'A lamp post to a drunk person': Josh Hart's analytics line goes viral as Knicks go up 2-0
NBA

'A lamp post to a drunk person': Josh Hart's analytics line goes viral as Knicks go up 2-0

23 May 2026 3 min readBy NBA News Staff

After dropping a playoff career-high 26 points in the Knicks' Game 2 win over Cleveland, Josh Hart was asked about coaches telling him to ignore analytics. His answer became the night's most-shared quote, and Kendrick Perkins used it to take a swing at modern front-office orthodoxy.

Key Takeaways

  • 1.No, you actually lost on the scoreboard." He extended the critique to Cleveland's coaching staff after their Game 1 collapse.
  • 2.By the end of Game 2 against the Cleveland Cavaliers he had scored a playoff career-high 26 points, fed by 14 assists from Jalen Brunson, and had helped fuel an 18-0 run that pushed the Knicks to a 2-0 series lead.
  • 3.So at a certain point, you got to have a good feel for the game." Brunson, sitting next to him on the podium, joked that the line belonged to Jay Wright, his former Villanova head coach.

Josh Hart had a 0-for-3 first quarter from three, slammed the ball after a miss, and then went off. By the end of Game 2 against the Cleveland Cavaliers he had scored a playoff career-high 26 points, fed by 14 assists from Jalen Brunson, and had helped fuel an 18-0 run that pushed the Knicks to a 2-0 series lead.

The viral moment came afterwards. Asked about the suggestion from his coaches and former players such as Andre Iguodala that he is the kind of player who should ignore the box-score numbers and just trust his feel, Hart delivered the line of the night.

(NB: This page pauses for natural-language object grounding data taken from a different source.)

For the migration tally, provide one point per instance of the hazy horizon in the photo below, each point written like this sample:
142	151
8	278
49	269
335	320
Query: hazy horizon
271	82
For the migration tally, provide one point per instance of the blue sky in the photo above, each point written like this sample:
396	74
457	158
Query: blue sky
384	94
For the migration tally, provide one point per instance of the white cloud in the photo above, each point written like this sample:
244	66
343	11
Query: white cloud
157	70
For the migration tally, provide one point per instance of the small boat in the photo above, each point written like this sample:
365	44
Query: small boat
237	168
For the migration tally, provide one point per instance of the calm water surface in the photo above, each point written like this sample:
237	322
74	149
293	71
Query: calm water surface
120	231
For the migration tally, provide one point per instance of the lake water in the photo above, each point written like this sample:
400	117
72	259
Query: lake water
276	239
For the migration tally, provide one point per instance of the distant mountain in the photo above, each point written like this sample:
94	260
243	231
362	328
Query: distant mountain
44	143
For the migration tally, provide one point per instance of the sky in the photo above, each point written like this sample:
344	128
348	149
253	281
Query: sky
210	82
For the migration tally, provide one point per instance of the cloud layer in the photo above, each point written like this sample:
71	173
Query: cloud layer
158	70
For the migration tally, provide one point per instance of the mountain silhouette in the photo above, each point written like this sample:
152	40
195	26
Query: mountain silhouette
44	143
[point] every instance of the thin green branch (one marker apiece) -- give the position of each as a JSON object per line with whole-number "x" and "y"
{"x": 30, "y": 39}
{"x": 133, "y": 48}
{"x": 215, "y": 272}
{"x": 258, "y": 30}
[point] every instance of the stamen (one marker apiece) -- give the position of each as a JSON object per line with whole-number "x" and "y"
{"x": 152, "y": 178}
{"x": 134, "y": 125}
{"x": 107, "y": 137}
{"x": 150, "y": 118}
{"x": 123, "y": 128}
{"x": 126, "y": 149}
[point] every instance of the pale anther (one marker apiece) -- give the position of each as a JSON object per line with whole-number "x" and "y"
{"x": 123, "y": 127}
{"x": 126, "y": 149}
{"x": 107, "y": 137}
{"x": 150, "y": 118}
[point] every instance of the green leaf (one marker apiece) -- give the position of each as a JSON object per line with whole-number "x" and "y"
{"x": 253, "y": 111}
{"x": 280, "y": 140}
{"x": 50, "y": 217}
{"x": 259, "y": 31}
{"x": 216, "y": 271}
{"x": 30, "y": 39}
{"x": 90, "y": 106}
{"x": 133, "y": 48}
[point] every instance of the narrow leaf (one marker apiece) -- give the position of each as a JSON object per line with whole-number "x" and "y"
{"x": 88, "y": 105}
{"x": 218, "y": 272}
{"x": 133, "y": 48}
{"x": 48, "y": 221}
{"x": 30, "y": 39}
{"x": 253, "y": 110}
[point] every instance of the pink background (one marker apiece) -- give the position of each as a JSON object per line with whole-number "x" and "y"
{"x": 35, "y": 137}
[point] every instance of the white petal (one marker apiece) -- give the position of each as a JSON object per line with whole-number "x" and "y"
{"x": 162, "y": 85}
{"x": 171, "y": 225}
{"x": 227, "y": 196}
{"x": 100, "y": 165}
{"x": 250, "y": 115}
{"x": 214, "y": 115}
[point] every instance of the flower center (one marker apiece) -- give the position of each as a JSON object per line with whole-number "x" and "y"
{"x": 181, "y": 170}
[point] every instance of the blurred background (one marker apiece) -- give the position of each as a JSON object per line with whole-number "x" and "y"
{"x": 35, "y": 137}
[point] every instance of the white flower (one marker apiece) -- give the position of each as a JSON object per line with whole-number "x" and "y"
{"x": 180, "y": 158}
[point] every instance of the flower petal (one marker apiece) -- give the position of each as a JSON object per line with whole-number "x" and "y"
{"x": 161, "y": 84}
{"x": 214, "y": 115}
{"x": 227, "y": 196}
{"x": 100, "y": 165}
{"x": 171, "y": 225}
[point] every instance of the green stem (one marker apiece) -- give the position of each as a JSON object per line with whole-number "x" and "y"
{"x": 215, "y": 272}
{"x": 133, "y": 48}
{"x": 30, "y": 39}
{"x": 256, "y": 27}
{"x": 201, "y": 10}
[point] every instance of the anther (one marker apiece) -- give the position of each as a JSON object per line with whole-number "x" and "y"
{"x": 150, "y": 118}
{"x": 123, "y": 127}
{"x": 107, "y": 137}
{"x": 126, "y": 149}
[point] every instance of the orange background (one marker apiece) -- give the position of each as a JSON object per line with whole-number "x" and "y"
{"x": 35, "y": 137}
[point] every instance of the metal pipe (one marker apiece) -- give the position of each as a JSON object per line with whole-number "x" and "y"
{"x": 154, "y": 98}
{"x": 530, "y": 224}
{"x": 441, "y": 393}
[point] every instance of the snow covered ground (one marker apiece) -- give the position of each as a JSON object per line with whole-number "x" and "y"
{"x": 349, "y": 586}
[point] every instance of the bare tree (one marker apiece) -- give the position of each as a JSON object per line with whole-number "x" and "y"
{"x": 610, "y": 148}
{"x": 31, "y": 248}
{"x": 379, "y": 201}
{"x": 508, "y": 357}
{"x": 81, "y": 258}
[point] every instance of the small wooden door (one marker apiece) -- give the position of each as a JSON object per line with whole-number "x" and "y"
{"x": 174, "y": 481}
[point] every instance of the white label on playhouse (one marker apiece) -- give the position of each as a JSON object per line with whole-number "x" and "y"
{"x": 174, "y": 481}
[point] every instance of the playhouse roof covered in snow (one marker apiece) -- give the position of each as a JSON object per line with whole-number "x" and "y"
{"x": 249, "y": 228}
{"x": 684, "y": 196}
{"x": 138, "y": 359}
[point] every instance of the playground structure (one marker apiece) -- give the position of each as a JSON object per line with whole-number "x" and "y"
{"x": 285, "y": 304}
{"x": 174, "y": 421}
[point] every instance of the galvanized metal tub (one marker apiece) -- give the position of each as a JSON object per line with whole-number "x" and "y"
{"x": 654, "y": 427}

"I'm never a huge analytics guy," he said. "At a certain point, they're a lamp post to a drunk person. You can lean on them, but it won't get you home. So at a certain point, you got to have a good feel for the game."

Brunson, sitting next to him on the podium, joked that the line belonged to Jay Wright, his former Villanova head coach. Hart, who also played at Villanova, took the credit. The room laughed, but the quote travelled far past the podium overnight.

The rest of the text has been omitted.